What problem are we solving, exactly? No eavesdropping is simple enough. No MITM is not preventable without information known to come from the intended source. Presently we have "all knowers" called certificate authorities. We trust them as a collective not individually. Their security depending on their collective is a fatal mistake. The idea of an all-knower is very, very convenient for the design of these systems.

Yet, is it required? Surely there must be a distributed, not decentralized* approach that works to spread information with certainty. 

The problem then lies with the link between the security record (signature, proof of private key) and the name record (DNS). Simply signing the DNS records would be enough, then the DNS records must be provided properly. This is moving the problem.
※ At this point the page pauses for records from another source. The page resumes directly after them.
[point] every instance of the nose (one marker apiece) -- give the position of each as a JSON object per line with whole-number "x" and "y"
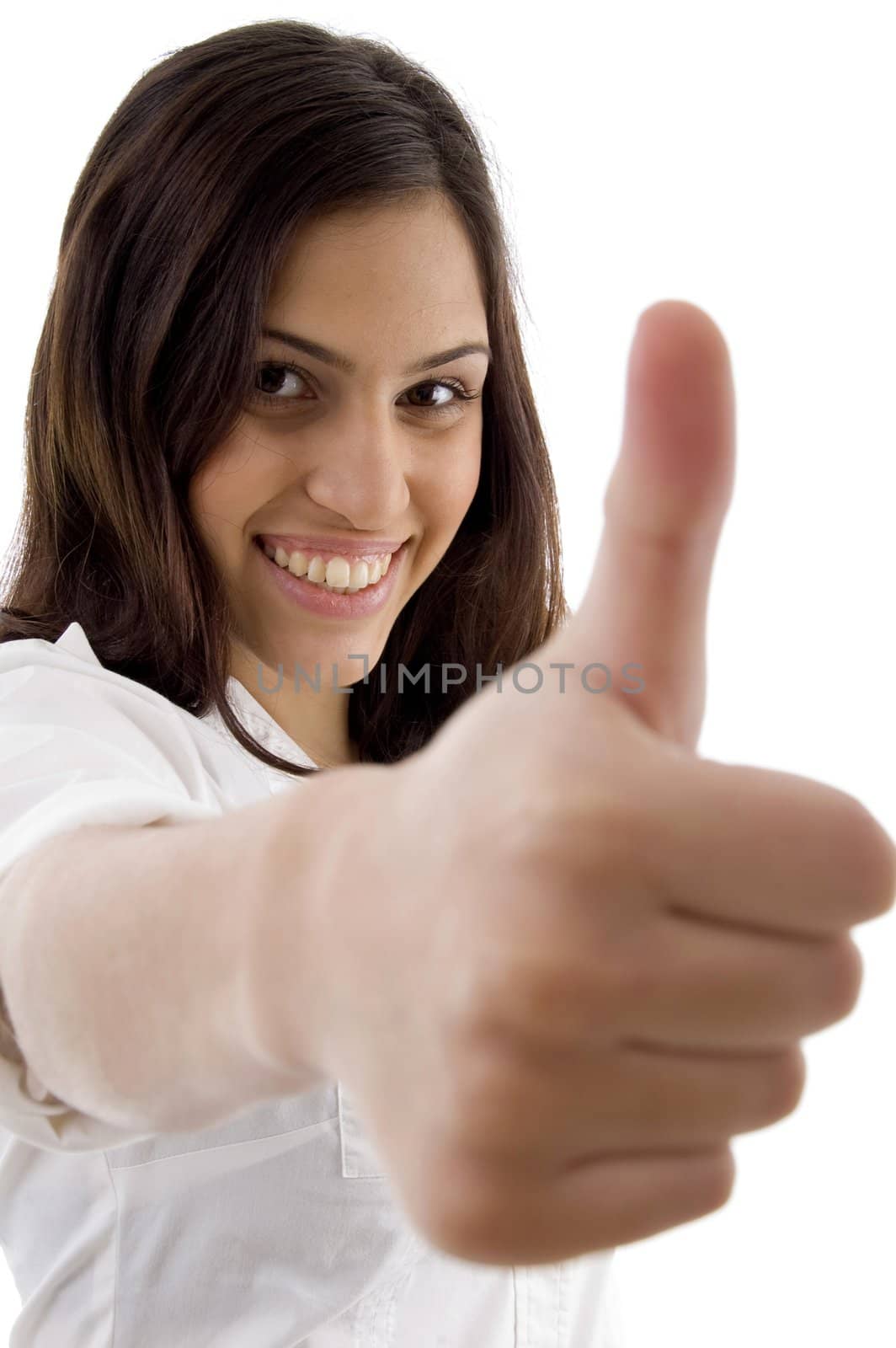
{"x": 361, "y": 476}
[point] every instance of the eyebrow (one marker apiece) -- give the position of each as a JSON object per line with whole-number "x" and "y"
{"x": 348, "y": 367}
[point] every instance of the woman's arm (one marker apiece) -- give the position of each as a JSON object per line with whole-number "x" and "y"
{"x": 131, "y": 966}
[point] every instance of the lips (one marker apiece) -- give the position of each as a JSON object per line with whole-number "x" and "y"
{"x": 330, "y": 546}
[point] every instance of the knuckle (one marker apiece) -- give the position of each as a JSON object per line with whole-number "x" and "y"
{"x": 718, "y": 1180}
{"x": 785, "y": 1084}
{"x": 873, "y": 859}
{"x": 845, "y": 975}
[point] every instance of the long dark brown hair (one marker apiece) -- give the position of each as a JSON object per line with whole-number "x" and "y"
{"x": 172, "y": 242}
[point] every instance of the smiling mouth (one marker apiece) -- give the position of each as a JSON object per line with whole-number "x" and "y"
{"x": 336, "y": 576}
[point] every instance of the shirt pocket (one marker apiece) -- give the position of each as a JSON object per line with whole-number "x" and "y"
{"x": 360, "y": 1158}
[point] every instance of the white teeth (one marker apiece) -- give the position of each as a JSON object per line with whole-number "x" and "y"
{"x": 339, "y": 575}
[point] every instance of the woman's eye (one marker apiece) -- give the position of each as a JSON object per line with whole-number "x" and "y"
{"x": 276, "y": 375}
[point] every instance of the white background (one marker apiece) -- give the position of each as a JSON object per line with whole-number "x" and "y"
{"x": 739, "y": 157}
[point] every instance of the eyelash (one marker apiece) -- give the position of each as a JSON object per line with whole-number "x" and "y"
{"x": 464, "y": 394}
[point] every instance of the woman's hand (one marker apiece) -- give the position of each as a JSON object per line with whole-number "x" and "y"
{"x": 566, "y": 960}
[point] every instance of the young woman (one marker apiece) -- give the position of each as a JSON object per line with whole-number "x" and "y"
{"x": 287, "y": 507}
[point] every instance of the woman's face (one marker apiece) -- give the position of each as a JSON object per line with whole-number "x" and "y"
{"x": 371, "y": 458}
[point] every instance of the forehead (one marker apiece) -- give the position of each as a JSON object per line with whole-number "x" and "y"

Yet, it is moving the problem to the DNS provider, which also suffers from the centralization weakness that persists in such decentralized arrangements.

Having a DHT in which several known friends are anchored might allow that DHT to "vote" on the subject. Every node will accumulate the votes from its trusted neighbors and vote on what the majority agrees on. Heuristic, but typically functional. And we swat two flies with one blow. SDNS, (Secure Distributed Name Server) a mapping from name to signed machine location data. 

In this future the overhead for security is as big as the signature for the SDNS record, and the encryption and decryption on the data itself.

--Lewis

*the current approach defies the boundary between centralized and decentralized. I believe that, in practice, we could better describe it as centralized.